Со дня на день я откладывал свой отъезд, рано уходил из дома с этюдником и писал пейзажи. Писал ольху над речкой, свинцовые ее ветви и отражения в воде, писал ржаное поле и крыши, деревни и облака – и был доволен собой.
Я не думал о своей соседке, избегал теперь встреч, и мне было легко, точно я выздоровел. И только мать Юльки, седая женщина с извечной папироской во рту, смущала меня своим пристальным взглядом и подозрительностью: видно, принимала меня за человека опасного, за возмутителя, так сказать семейного спокойствия и, возможно, презирала меня. А я с ней вежливо здоровался всякий раз и даже говорил порой что-нибудь о погоде, хотя она и не отвечала мне тем же.
Я много работал, пытаясь наверстать упущенное, у меня скопились удачные этюды, и я подумывал о выставке, которую можно устроить в институте.

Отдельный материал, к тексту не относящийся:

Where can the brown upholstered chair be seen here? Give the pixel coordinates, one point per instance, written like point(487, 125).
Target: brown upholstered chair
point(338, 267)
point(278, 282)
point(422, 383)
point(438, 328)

Август подходил к концу, а вместе с ним и мой отпуск. И опять у меня было такое ощущение, что я не успел ничего сделать за короткий месяц, что все опять прошло в спешке и что на будущий год… Я думал о будущем годе, и мне казалось, что именно в том году все будет иначе…
С неясными такими мыслями о будущем я возвращался однажды с этюдов. Уже смеркалось. Я торопился. Впереди еще был глубокий овраг, заросший бузиной. Овраг этот и днем бывал мрачен, а в сумерках он мне казался бездонной пропастью, вместилищем всех земных гадов. И несло оттуда колодезным холодом. Я возвращался лесом. Дул прохладный и сырой ветер. Я долго сидел над рекою, и теперь на ветру меня знобило. Было тревожно на душе. Я мечтал добраться скорее до дома, согреть чаю и напиться горячего. Мерклый лес шумел угрюмо и монотонно. После дождя дорога была скользкой, и идти было трудно.
Наконец я увидел раскидистый дуб. Он казался бурым в сумерках и шумел ворчливо и рассерженно. Я шел под его огромными ветвями, и чудилось, будто это не дуб, а разбуженный мной великан, который может сейчас схватить меня за шиворот, поднять и швырнуть в гнилую пропасть, в тот овраг, над которым стоял этот дуб-великан.
Мне стало страшно, и я, смеясь над своими страхами, ускорил шаг, а когда дорога, сузившись, пошла под уклон, побежал… Я разогнался и, не в силах уже остановиться, с трудом сохраняя равновесие, промчался по темному дну оврага и с ходу вбежал на другой его склон… И когда я уже потерял инерцию, когда, запыхавшись, выходил наверх, впереди в потемках мелькнул человек и скрылся за стволами. У меня все подобралось внутри, но в тот же миг человек снова показался, и я с облегчением понял, что это была женщина и что она еще больше, чем я, напугалась, слыша мой бег.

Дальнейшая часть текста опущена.